Die Revolution fällt aus – mal wieder. Nachdem die neonazistische „Neue Stärke Partei“ (NSP) im vergangenen Jahr einen „revolutionären 1. Mai 2023“ in Leipzig angekündigt hatte, ist mittlerweile klar, dass diese Demonstration nicht stattfinden wird. Das Aktionsnetzwerk „Leipzig nimmt Platz“ möchte trotzdem in Bereitschaft bleiben. Zudem wollen DGB, rechtsoffene Friedensaktivist*innen und kommunistische Gruppen am „Tag der Arbeit“ auf die Straße gehen.

Noch im Januar hatte das sächsische Innenministerium auf eine Kleine Anfrage der Landtagsabgeordneten Kerstin Köditz (Linke) geantwortet, dass für den 1. Mai in Leipzig ein Aufzug der NSP geplant sei. Dieser sollte unter dem Motto „Kein Frieden mit System und Kapital“ stehen.

Nun hat die Stadt Leipzig auf Anfrage der Leipziger Zeitung (LZ) bestätigt, dass die Versammlung abgesagt wurde. Dies sei bereits am 8. März geschehen. Die Anzeichen für eine Absage hatten sich in den vergangenen Monaten verdichtet.

Turbulenzen bei der NS-Partei

Zum einen teilte die erst im vergangenen November gewählte Bundesvorsitzende Sara Storch im Februar mit, dass sie aus der Partei austrete und die Abteilung in Leipzig geschlossen werde; zum anderen kündigte die NSP kürzlich für den 1. Mai eine Demonstration in Rostock an. Dass eine solche Kleinstpartei mit wenigen Mitgliedern zwei Demonstrationen parallel durchführen möchte, war unwahrscheinlich.

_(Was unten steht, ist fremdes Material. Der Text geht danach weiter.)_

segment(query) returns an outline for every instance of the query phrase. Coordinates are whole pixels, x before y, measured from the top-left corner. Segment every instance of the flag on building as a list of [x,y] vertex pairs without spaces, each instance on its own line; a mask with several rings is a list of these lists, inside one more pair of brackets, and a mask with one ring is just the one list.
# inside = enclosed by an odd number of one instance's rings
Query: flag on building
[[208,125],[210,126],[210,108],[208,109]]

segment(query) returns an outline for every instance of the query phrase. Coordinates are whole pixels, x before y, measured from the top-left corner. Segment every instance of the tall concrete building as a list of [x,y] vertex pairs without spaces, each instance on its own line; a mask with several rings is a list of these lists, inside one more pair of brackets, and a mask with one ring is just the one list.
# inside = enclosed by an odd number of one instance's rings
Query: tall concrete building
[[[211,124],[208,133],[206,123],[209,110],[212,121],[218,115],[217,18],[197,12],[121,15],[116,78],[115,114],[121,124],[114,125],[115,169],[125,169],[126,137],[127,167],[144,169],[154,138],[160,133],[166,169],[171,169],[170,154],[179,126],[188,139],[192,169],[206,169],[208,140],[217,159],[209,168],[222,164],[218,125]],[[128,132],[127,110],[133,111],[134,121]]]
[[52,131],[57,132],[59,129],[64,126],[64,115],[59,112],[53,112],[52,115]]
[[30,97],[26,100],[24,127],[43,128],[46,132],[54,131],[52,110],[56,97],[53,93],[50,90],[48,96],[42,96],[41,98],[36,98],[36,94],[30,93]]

In Leipzig war die NSP im vergangenen Jahr mehrmals bei Demonstrationen in Erscheinung getreten, die dem „Querdenken“-Milieu zuzurechnen sind. Laut Sächsischem Innenministerium bestand die lokale Abteilung aus etwa zehn Personen. Diese Einschätzung dürfte vor allem auf Beobachtungen bei Demonstrationen beruhen, wo sich eine solche Anzahl der teils mit Parteilogo auftretenden Gruppe zuordnen ließ.

Antifaschist*innen sagen geplante Demos vorerst nicht ab

Gegen die ursprünglich geplante Demonstration in Leipzig hatte das Aktionsnetzwerk „Leipzig nimmt Platz“ sechs Versammlungen angemeldet, darunter vier Aufzüge und zwei ortsfeste Kundgebungen. Sprecherin Irena Rudolph-Kokot teilte der LZ mit, dass diese Anmeldungen trotz NSP-Absage vorerst bestehen bleiben.

Hintergrund sind Befürchtungen, dass eine andere Neonazi-Partei den 1. Mai nutzen könnte, um in Leipzig zu demonstrieren. Anders als in den vergangenen Jahren gebe es bislang noch keine Ankündigungen für Nazidemos in Ostdeutschland durch Parteien wie „Der 3. Weg“ oder „Die Rechte“.

Nazis demonstrieren auch ohne Nazidemo

Zumindest am Abend des 1. Mai ist dennoch damit zu rechnen, dass Neonazis demonstrieren werden. Anlass dafür ist ein Aufzug der rechtsoffenen „Montagsdemo“, die wie gewohnt ab 19 Uhr über den Ring laufen möchte. In den vergangenen Wochen waren bei den Aufzügen unter anderem Reichsflaggen, eine Fahne der „Identitären Bewegung“ und der ehemalige NPD-Stadtrat Enrico Böhm zu sehen.

Wie schon im vergangenen Jahr sind außerdem zwei kommunistische Demonstrationen geplant. Das „Solidaritätsnetzwerk“ und damit verbundene Gruppen wollen vom Südplatz zum Rabet laufen und die Initiative „Soziale Kämpfe“, zu der unter anderem die „Rote Wende“ gehört, plant einen Aufzug vom Augustusplatz zur Sachsenbrücke.

Ebenfalls wie im Vorjahr: Der DGB will auf dem Marktplatz eine Kundgebung abhalten. Eine anarchistische Demo wird es diesmal am 1. Mai offenbar nicht geben. Stattdessen lädt die „Offene Anarchistische Vernetzung“ bereits am Vortag zu einer „bunten Demo für den 6-Stunden-Tag“ ein.